Dr Bridle | Parents guide to Covid-19 “Vaccines” & Children

In defence of our children, Virol Immunologist Dr Bridle explains honest covid science in detail.

In defence of our children, Viral Immunologist Dr Byram Bridle explains honest covid science in detail

Critical reasoning is the key to separating real science from propaganda. We need it now more than ever. I recommend  Dr Bridle’s report in all its details. He is a true Canadian hero,  a protector of the public, and a new target of the criminal covid enterprise and their MSM puppets. Please share and encourage others to do some detailed research. The truth will set us free. 

COVID-19 Vaccines and Children: A Scientist’s Guide for Parents

by Dr. Byram W. Bridle, PhD, Associate Professor of Viral Immunology, June 15, 2021

EXECUTIVE SUMMARY

Pfizer BioNTech’s COVID-19 mRNA vaccine has been Authorized under an Interim Order by Health Canada for use in Canadians as young as 12 years old, with mandatory commitments for the monitoring of long-term safety and efficacy. Authorization under an Interim Order means additional information is needed on the safety, efficacy, and quality of the vaccine, including in children and adolescents, to support the future full market approval and licensing of the vaccine. 

There is some uncertainty regarding the long-term safety of Pfizer BioNTech’s COVID-19 vaccine in all individuals, and especially in children, youth, and younger adults of child bearing age. Indeed, some key safety studies appear to have been missed in the rush to roll out the vaccines, and more is being learned about the vaccines every day. For example, there was a previously wide held assumption that vaccination with the mRNA vaccines is safe because it is a localized event in the body, with the vaccine remaining limited to the shoulder muscle following injection and triggering an immune response in the local lymph nodes. However, there is evidence that Pfizer’s COVID-19 vaccine does not remain at the injection site. In fact, once injected, the vaccine contents appear to travel extensively throughout the body, to the brain and other sensitive tissues, such as bone marrow, spleen, liver, adrenal glands, ovaries etc. Whether these body sites are involved in producing the spike protein is not known, as this was never studied. Nonetheless, new data have been published that, following vaccination with the Moderna vaccine (an mRNA vaccine very similar to Pfizer’s mRNA vaccine), the spike protein can enter the circulatory system. Presumably, this means the spike protein can travel extensively throughout the body. It is important to understand which organs are producing the spike protein, what factors result in the spike protein entering the circulation, how long the spike protein circulates, and in which body fluids (e.g., semen, saliva, breast milk, urine) the spike protein is present. This information is incredibly important because recent data have come to light that the spike protein is “biologically active”. This means that the spike protein is not just an antigen that is recognized by the immune system as being foreign. It means that the spike protein, itself, can interact with receptors throughout the body, called ACE2 receptors, potentially causing undesirable effects such as damage to the heart and cardiovascular system, blood clots, bleeding, and neurological effects. Although some might argue that the risk of the spike protein causing this type of damage is only a theoretical risk, when we are mass vaccinating a population of predominantly healthy people, including children, adolescents, and adults of child-bearing age, there is absolutely no room for avoidable error. 

The current scientific uncertainties demand that the administration of Pfizer’s COVID-19 vaccine to children, adolescents, and young adults of child-bearing age be paused until proper scientific studies that focus on the safety and pharmacokinetics and biodistribution of the vaccines and the vaccineencoded spike protein can be conducted.

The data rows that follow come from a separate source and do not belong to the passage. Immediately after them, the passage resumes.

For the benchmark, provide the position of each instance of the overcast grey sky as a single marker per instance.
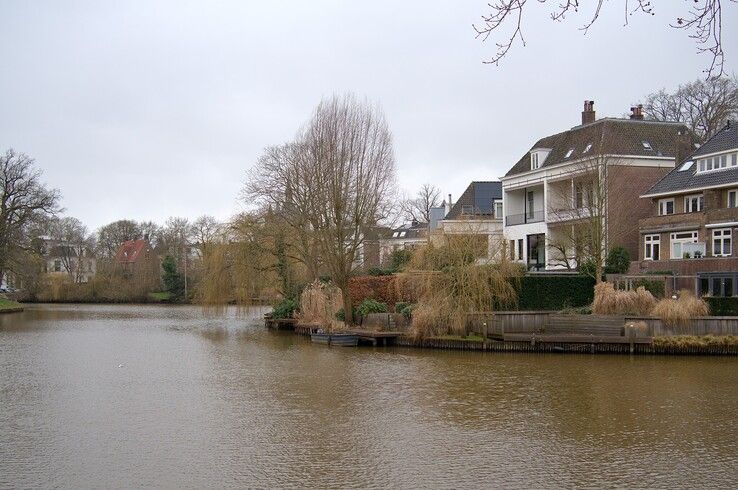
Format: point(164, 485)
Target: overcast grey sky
point(152, 109)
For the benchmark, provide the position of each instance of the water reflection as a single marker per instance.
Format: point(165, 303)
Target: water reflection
point(171, 396)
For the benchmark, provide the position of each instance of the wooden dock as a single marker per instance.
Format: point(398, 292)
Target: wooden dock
point(376, 338)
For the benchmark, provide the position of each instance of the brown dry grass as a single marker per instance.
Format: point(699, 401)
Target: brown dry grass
point(319, 303)
point(610, 301)
point(678, 312)
point(689, 341)
point(450, 283)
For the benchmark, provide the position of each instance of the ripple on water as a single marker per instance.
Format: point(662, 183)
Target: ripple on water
point(202, 400)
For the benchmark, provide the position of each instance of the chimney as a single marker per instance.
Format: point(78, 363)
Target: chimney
point(637, 112)
point(588, 112)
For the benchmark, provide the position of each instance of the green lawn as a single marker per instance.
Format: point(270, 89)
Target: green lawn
point(6, 304)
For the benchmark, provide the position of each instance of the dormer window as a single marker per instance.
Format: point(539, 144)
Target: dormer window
point(717, 162)
point(498, 209)
point(534, 164)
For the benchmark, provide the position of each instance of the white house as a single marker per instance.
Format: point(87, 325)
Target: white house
point(547, 190)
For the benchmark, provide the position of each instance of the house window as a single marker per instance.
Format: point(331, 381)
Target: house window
point(498, 209)
point(718, 162)
point(652, 247)
point(684, 243)
point(520, 249)
point(722, 243)
point(666, 206)
point(733, 199)
point(579, 196)
point(693, 204)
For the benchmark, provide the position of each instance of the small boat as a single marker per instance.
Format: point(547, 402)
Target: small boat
point(342, 339)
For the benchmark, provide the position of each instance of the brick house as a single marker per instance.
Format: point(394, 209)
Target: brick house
point(477, 212)
point(550, 192)
point(691, 229)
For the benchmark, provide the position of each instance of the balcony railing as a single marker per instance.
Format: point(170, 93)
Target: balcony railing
point(519, 219)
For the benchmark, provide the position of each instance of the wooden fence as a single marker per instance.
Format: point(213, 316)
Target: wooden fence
point(501, 322)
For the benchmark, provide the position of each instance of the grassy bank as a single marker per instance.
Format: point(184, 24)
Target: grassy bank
point(8, 306)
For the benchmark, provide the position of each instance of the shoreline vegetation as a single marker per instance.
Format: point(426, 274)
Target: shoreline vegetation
point(10, 306)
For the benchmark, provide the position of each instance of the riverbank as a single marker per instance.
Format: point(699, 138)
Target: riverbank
point(722, 345)
point(9, 306)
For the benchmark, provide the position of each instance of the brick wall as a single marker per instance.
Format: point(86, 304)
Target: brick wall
point(625, 207)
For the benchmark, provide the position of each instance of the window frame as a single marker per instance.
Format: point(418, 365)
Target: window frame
point(673, 239)
point(734, 194)
point(664, 202)
point(495, 204)
point(689, 201)
point(534, 161)
point(722, 235)
point(649, 242)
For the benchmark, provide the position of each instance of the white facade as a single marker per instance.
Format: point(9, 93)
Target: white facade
point(491, 228)
point(533, 202)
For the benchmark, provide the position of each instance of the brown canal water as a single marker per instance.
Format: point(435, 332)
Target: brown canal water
point(124, 396)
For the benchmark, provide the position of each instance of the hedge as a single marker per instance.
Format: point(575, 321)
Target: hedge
point(379, 288)
point(722, 306)
point(555, 292)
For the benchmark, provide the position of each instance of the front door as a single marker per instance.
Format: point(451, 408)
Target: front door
point(537, 251)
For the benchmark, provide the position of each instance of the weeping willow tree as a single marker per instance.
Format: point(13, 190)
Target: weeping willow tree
point(452, 278)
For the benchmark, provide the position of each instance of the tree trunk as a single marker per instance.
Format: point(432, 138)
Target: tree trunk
point(348, 316)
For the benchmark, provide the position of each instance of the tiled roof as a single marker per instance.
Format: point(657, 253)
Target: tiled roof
point(609, 136)
point(130, 251)
point(480, 195)
point(682, 180)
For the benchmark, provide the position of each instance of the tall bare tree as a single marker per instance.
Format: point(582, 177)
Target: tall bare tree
point(72, 244)
point(418, 208)
point(24, 200)
point(334, 181)
point(702, 20)
point(703, 105)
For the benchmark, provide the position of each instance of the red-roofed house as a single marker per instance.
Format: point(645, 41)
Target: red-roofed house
point(137, 257)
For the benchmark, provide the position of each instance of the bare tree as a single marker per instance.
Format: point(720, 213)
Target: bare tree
point(336, 180)
point(24, 200)
point(205, 230)
point(72, 244)
point(702, 21)
point(704, 105)
point(279, 185)
point(110, 236)
point(418, 208)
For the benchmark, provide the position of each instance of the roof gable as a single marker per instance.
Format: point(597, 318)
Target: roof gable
point(609, 136)
point(679, 180)
point(480, 195)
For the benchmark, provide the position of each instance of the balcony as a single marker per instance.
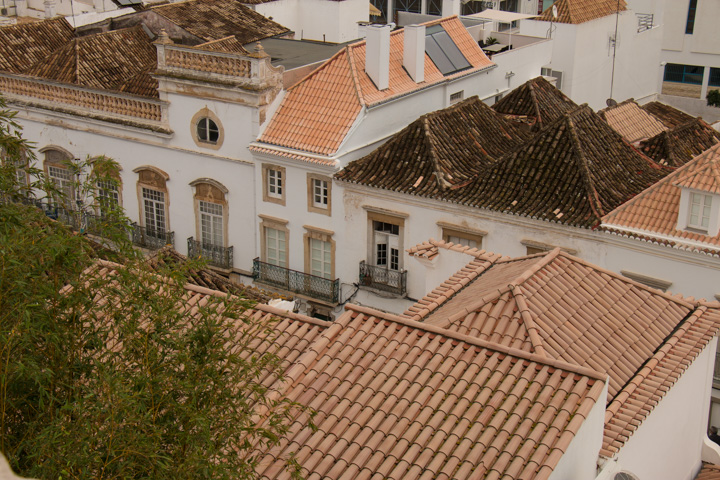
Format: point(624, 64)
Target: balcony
point(221, 257)
point(381, 278)
point(297, 282)
point(150, 238)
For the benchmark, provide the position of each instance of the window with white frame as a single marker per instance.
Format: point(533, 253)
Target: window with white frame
point(108, 196)
point(275, 247)
point(154, 212)
point(320, 258)
point(699, 214)
point(211, 223)
point(319, 193)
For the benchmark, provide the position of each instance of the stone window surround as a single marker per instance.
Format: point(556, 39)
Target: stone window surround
point(311, 194)
point(206, 113)
point(215, 192)
point(266, 194)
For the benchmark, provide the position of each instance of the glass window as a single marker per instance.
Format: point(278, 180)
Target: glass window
point(699, 211)
point(211, 223)
point(690, 25)
point(208, 130)
point(320, 258)
point(320, 193)
point(274, 183)
point(691, 74)
point(154, 209)
point(275, 247)
point(108, 196)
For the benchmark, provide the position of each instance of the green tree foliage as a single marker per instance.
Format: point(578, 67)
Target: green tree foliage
point(117, 371)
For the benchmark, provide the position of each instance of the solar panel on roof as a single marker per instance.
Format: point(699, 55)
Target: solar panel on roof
point(443, 52)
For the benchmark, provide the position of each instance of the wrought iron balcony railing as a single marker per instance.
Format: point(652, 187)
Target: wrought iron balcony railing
point(215, 255)
point(381, 278)
point(297, 282)
point(150, 238)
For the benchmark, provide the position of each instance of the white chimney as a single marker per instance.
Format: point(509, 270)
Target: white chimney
point(414, 52)
point(377, 55)
point(451, 7)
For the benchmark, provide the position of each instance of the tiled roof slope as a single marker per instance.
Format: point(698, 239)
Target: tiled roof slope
point(708, 472)
point(631, 122)
point(581, 11)
point(655, 211)
point(669, 116)
point(680, 144)
point(536, 101)
point(104, 61)
point(557, 305)
point(218, 19)
point(397, 399)
point(438, 151)
point(25, 44)
point(572, 172)
point(317, 112)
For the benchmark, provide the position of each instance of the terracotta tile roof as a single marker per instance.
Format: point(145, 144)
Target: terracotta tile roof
point(650, 384)
point(680, 144)
point(537, 102)
point(26, 44)
point(669, 116)
point(709, 472)
point(318, 112)
point(104, 60)
point(632, 122)
point(580, 11)
point(655, 211)
point(204, 277)
point(439, 151)
point(556, 305)
point(218, 19)
point(397, 399)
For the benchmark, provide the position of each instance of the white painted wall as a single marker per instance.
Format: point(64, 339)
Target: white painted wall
point(668, 443)
point(579, 462)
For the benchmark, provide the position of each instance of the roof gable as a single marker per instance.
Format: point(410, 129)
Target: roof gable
point(581, 11)
point(656, 209)
point(317, 113)
point(441, 150)
point(217, 19)
point(26, 44)
point(679, 144)
point(104, 60)
point(631, 122)
point(536, 101)
point(573, 172)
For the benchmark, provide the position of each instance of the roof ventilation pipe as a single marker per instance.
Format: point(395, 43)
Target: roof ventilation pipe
point(377, 55)
point(414, 52)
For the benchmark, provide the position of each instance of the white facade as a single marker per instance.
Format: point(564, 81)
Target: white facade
point(319, 20)
point(593, 67)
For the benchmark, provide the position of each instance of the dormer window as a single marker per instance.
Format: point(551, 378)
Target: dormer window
point(699, 214)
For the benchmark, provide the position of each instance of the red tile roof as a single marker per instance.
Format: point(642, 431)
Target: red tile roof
point(439, 151)
point(218, 19)
point(398, 399)
point(632, 122)
point(581, 11)
point(655, 211)
point(26, 44)
point(556, 305)
point(317, 113)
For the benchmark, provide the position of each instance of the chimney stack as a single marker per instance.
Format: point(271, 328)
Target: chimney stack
point(450, 8)
point(377, 55)
point(414, 52)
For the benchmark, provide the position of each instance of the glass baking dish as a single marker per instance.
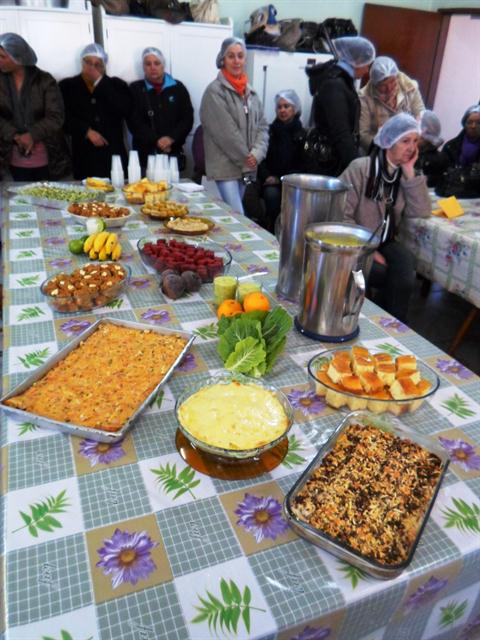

Halting the vaccination can be done safely because:
• The risk of severe and potentially lethal COVID-19 in these specific populations is so low that we need to be very certain that risks associated with mass vaccination are not higher;
• Asymptomatic members of this population are not a substantial risk for passing COVID-19 to others; and Page 3 of 37
• There are effective early-treatment strategies for the very few children, adolescents, and young adults of child-bearing age who may be at risk of developing severe COVID-19, such as ivermectin, fluvoxamine, and budesonide.

It is not appropriate to use an “experimental” vaccine in a population group unless the benefit of vaccination exceeds the risk of vaccination in that population group. With risk of severe COVID-19 in children, adolescents, and young adults of child-bearing age already so low, the benefit of vaccinating these population groups with a vaccine for which neither the long-term safety nor efficacy is known cannot be concluded to exceed the risk. In other words, the risk of serious COVID-19 is so low in children, adolescents, and young adults of child-bearing age that the standards for safety must be set much higher for them.